Tiara: A Scalable and Efficient Hardware Acceleration Architecture for Stateful Layer-4 Load Balancing

Stateful layer-4 load balancers (LB) are deployed at datacenter boundaries to distribute Internet traffic to backend real servers. To steer terabits per second traffic, traditional software LBs scale out with many expensive servers. Recent switch-accelerated LBs scale up efficiently, but fail to offload a massive number of concurrent flows into limited on-chip SRAMs.

This paper presents Tiara, a hardware architecture for stateful layer-4 LBs that aims to support a high traffic rate (> 1 Tbps), a large number of concurrent flows (> 10M), and many new connections per second (> 1M), without any assumption on traffic patterns.

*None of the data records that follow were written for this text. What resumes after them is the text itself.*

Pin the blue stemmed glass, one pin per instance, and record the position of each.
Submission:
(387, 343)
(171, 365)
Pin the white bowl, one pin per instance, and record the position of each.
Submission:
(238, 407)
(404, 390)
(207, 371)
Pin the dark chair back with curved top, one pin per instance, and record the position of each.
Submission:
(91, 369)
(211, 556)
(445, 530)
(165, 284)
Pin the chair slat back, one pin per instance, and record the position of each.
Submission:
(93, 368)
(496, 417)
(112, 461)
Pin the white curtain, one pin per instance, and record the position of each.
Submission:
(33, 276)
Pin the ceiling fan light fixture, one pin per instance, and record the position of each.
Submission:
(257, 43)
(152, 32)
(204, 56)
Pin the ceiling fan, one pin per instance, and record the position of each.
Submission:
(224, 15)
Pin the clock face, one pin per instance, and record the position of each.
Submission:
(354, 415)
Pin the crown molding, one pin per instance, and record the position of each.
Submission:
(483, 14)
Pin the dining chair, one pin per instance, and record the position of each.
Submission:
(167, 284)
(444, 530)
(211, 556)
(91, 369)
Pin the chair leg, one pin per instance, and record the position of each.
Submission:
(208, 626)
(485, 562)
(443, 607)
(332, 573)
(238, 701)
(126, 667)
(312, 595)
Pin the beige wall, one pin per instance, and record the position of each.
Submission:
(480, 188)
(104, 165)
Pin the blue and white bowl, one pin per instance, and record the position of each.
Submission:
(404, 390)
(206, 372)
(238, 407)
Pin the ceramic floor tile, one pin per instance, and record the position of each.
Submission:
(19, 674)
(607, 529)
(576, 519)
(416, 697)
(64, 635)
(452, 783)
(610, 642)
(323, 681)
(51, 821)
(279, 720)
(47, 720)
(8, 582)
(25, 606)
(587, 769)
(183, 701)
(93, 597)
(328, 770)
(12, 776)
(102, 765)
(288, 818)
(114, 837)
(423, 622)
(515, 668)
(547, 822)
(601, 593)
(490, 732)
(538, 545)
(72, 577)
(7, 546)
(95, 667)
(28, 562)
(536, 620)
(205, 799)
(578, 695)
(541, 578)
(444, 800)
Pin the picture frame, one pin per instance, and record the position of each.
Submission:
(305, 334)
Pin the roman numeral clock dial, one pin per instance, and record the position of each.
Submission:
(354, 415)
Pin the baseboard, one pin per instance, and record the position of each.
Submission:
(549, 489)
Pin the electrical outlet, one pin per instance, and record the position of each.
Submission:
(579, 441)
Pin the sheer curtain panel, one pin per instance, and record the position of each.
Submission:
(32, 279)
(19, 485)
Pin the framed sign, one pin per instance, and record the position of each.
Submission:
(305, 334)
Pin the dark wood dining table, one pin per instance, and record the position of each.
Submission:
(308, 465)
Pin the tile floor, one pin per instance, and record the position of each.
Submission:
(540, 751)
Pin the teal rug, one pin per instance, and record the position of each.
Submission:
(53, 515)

The three-tier architecture of Tiara makes the best use of heterogeneous hardware for stateful LBs, including a programmable switch and FPGAs for the fast path and x86 servers for the slow path. The core idea of Tiara is to divide the LB fast path into a memory-intensive task (real server selection) and a throughput-intensive task (packet encap/decap), and map them into the most suitable hardware, respectively (i.e., map real server selection into FPGA with large high-bandwidth memory (HBM) and packet encap/decap into a high-throughput programmable switch). We have implemented a fully functional Tiara prototype, and experiments show that Tiara can achieve extremely high performance (1.6 Tbps throughput, 80M concurrent flows, 1.8M new connections per second, and less than 4 us latency in the fast path) in a holistic server equipped with 8 FPGA cards, with high cost, energy, and space efficiency.